TL;DR

Senior Product Security Engineer (AI): Taking primary ownership of product security posture for an open workflow orchestration platform with an accent on vulnerability management, secure SDLC integration, and incident response. Focus on implementing pragmatic security practices that scale with a fast-growing, open-source-driven SaaS platform.

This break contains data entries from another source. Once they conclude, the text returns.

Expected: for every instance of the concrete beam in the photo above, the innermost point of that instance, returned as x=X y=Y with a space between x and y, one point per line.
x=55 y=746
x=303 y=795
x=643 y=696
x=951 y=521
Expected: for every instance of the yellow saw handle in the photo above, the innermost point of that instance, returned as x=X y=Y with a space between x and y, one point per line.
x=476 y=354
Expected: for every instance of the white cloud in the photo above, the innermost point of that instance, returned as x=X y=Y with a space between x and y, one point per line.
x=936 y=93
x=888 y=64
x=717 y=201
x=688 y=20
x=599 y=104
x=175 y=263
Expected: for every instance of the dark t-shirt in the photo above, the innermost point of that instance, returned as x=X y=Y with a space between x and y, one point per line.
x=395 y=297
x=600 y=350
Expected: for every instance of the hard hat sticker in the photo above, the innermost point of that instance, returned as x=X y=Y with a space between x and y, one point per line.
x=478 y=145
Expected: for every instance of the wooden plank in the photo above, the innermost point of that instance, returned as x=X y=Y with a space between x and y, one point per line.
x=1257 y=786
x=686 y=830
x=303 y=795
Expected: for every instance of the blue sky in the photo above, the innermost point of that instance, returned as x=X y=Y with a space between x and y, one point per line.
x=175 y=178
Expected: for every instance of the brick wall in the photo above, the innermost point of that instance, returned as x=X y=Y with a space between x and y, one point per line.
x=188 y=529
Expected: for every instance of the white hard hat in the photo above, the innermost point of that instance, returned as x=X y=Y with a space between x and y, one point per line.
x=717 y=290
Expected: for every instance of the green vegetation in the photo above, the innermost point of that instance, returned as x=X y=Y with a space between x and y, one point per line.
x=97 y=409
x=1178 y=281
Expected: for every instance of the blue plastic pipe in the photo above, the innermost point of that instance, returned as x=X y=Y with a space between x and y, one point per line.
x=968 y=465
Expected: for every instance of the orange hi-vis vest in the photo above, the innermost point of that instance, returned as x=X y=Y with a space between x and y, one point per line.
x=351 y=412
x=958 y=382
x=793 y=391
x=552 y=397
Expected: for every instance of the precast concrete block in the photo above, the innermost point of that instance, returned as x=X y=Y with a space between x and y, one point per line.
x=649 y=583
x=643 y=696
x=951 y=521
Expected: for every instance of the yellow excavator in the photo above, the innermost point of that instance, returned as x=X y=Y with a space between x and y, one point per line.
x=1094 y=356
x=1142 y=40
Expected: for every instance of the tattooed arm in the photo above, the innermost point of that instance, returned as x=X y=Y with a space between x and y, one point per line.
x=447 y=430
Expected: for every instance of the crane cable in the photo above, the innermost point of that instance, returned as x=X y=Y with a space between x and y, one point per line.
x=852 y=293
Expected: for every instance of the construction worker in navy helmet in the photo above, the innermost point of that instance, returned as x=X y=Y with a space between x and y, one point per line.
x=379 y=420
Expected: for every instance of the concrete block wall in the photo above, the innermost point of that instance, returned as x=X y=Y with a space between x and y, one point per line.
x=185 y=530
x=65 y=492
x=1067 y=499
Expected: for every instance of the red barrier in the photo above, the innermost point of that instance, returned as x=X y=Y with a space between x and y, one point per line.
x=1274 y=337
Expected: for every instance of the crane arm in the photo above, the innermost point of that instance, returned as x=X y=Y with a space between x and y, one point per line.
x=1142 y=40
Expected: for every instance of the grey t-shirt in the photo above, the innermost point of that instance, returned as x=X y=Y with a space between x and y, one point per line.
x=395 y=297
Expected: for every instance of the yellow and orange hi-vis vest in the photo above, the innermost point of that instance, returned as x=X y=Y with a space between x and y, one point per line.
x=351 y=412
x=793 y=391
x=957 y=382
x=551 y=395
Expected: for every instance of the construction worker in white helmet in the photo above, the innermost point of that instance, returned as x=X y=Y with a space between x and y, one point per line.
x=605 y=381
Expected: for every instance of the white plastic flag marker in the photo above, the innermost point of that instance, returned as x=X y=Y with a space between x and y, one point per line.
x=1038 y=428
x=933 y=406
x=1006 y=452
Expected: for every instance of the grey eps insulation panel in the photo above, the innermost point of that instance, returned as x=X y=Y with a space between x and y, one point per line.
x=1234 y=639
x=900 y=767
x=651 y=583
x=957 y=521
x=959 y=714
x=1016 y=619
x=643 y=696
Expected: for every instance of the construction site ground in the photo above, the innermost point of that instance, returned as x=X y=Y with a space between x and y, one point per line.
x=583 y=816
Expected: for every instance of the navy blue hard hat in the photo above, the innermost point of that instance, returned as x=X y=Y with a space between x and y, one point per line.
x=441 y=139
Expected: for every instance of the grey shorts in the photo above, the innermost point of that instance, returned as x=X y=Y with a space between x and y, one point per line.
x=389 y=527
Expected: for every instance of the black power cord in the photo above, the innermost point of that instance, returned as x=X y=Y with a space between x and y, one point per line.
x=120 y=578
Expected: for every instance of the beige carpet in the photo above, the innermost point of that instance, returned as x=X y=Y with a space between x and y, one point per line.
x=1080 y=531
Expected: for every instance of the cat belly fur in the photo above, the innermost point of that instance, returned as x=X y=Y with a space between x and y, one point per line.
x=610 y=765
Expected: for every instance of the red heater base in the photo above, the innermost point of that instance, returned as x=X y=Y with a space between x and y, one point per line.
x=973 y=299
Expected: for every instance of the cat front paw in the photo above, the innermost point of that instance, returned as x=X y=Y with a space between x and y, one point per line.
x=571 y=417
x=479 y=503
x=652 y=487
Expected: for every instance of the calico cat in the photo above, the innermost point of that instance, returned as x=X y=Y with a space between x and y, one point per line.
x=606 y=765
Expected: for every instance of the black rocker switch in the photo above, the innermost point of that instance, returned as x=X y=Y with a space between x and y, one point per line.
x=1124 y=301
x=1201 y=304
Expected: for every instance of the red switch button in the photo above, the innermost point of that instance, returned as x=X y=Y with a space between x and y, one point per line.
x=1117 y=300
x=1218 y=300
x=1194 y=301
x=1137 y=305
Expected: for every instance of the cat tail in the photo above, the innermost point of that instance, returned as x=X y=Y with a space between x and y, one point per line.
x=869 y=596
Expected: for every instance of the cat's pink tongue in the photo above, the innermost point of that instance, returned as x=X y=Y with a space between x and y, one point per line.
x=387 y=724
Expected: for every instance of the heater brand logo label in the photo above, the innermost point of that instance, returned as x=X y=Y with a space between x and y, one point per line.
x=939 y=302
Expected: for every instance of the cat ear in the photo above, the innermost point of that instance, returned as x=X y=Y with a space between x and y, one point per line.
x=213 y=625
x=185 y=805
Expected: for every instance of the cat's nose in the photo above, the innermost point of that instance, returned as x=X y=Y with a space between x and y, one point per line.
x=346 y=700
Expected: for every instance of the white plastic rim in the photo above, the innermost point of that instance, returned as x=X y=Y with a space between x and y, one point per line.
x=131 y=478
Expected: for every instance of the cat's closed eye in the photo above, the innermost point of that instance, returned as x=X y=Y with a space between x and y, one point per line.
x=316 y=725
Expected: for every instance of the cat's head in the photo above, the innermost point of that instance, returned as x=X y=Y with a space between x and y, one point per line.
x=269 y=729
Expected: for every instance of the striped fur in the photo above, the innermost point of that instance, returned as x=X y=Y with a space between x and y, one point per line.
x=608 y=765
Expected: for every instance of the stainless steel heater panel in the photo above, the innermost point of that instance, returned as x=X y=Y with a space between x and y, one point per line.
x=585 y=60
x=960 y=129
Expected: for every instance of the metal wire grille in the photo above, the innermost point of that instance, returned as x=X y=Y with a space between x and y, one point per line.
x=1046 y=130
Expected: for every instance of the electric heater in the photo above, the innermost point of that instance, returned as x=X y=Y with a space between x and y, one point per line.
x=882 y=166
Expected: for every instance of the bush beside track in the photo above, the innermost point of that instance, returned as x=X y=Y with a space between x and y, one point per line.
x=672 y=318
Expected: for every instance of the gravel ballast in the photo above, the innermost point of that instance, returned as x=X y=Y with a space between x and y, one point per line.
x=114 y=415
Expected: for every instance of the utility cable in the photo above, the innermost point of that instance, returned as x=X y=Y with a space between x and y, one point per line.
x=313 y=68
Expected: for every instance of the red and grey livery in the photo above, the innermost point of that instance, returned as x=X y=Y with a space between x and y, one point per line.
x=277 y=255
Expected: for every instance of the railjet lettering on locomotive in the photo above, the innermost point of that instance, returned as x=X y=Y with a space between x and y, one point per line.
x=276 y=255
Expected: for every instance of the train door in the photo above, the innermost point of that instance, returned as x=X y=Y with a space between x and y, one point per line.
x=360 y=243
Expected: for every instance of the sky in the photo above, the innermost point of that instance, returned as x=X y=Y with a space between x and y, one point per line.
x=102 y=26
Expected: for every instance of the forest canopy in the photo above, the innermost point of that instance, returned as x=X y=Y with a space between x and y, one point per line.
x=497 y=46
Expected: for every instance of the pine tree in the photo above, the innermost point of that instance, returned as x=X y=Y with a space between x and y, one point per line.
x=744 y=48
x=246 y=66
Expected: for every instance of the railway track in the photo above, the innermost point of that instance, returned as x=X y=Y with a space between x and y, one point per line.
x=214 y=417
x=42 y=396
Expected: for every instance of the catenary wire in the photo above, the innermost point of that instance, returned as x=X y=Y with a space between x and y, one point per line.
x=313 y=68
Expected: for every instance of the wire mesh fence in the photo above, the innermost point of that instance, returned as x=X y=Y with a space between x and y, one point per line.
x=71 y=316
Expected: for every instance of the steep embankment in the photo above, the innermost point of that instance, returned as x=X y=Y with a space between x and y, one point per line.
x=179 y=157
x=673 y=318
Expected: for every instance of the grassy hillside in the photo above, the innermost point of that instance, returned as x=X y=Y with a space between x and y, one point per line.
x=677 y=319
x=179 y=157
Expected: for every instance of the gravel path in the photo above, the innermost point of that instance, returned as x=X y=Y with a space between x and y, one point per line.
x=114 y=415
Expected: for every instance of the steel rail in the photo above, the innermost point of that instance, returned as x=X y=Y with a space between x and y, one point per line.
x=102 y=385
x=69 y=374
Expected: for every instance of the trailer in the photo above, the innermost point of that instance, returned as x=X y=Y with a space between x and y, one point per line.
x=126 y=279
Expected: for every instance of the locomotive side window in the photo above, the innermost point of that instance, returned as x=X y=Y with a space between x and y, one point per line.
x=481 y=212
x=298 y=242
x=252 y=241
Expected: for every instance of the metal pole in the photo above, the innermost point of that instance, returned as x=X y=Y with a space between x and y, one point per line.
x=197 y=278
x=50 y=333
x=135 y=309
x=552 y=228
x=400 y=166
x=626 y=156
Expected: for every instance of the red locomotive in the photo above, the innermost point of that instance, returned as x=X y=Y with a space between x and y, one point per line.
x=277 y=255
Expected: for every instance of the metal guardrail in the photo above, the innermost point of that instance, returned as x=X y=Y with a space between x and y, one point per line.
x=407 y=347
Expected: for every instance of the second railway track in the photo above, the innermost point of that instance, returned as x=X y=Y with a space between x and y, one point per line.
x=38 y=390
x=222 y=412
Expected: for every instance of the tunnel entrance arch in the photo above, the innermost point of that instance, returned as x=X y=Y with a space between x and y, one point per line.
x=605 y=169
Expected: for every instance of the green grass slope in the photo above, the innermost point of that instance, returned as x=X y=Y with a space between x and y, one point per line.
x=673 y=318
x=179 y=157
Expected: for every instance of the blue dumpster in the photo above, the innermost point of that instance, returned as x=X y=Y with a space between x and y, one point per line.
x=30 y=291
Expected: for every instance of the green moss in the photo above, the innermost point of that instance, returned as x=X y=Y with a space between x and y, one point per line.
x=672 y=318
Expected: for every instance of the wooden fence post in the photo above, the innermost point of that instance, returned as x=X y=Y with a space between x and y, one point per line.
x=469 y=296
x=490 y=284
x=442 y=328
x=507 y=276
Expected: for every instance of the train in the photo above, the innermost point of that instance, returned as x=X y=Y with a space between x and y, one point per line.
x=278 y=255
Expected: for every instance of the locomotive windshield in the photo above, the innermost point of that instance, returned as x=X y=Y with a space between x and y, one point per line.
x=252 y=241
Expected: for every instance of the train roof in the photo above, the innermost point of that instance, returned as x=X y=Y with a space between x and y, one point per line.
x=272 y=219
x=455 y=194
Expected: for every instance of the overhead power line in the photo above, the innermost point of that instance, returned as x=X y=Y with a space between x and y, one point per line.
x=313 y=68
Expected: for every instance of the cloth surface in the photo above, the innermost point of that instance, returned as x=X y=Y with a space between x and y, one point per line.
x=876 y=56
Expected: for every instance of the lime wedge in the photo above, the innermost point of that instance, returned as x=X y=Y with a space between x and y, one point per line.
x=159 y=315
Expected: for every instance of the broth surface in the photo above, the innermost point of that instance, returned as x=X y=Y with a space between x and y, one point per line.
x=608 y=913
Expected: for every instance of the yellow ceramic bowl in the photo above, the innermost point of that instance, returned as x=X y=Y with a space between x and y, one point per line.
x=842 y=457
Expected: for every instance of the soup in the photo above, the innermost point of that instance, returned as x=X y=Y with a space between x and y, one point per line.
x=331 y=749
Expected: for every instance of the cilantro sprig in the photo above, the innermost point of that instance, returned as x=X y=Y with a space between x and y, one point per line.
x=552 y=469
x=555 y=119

Location: Remote-first. The team works remotely across Europe and the US. Visa sponsorship to Germany is possible. The company has offices in Berlin and London. Must be based in one of the following countries: Albania, Bulgaria, Bosnia, Croatia, Czech Republic, Estonia, Hungary, Kosovo, Latvia, Lithuania, Moldova, Montenegro, Poland, Romania, Serbia, Slovakia, Slovenia, Ukraine, Denmark, Finland, Norway, Sweden, Greece, Italy, Portugal, Spain, United Kingdom, Austria, Belgium, France, Germany, Ireland, Netherlands, United States.

Company

%hirify_global% is an open workflow orchestration platform built for the new era of AI, enabling technical teams to automate faster, smarter, and without limits with a mix of code and no-code.

What you will do

Own vulnerability management and disclosure processes, including the Vulnerability Disclosure Program (VDP) and GitHub Security Advisories (GHSA).
Evaluate, implement, and maintain security tooling across the SDLC (SAST, DAST, dependency and container scanning, SBOMs).
Lead coordination of security incidents from detection through resolution and communicate during security incidents.
Define and maintain security policies, manage relationships with security researchers, and help shape longer-term security strategy and roadmap.
Embed security into the software development lifecycle through threat modeling, design reviews, and advising engineering teams on secure coding practices.

Requirements

5+ years of experience in product security, application security, or a closely related role.
Hands-on experience with vulnerability management and disclosure workflows.
Strong understanding of common web application vulnerabilities (e.g., OWASP Top 10).
Experience implementing and operating security tooling (SAST, DAST, dependency and container scanning).
Proven ability to write clear security documentation and communicate with both technical and non-technical audiences.
Experience engaging with security researchers or bug bounty programs.
English: B2 required (company language is English).

Nice to have

Experience securing SaaS platforms in cloud-native environments.
Familiarity with JavaScript/TypeScript and the Node.js ecosystem.
Experience working in high-growth or open-source-adjacent companies.
Knowledge of DevSecOps practices and CI/CD security integration.

Culture & Benefits

Competitive compensation including equity ownership.
Generous vacation time (30 days for Europe, 15 days for US) to ensure work/life balance.
Comprehensive health & wellness benefits tailored to local country norms (Europe) or multiple medical plans (US).
Future planning support with pension contributions (Europe) or a 401(k) retirement plan with a 4% employer match (US).
Annual €1K budget for career growth on courses, books, events, or coaching.
Remote-first team working across Europe with regular off-sites for team bonding.
Unlimited AI budget to boost productivity and creativity, plus $100/month to support open-source projects.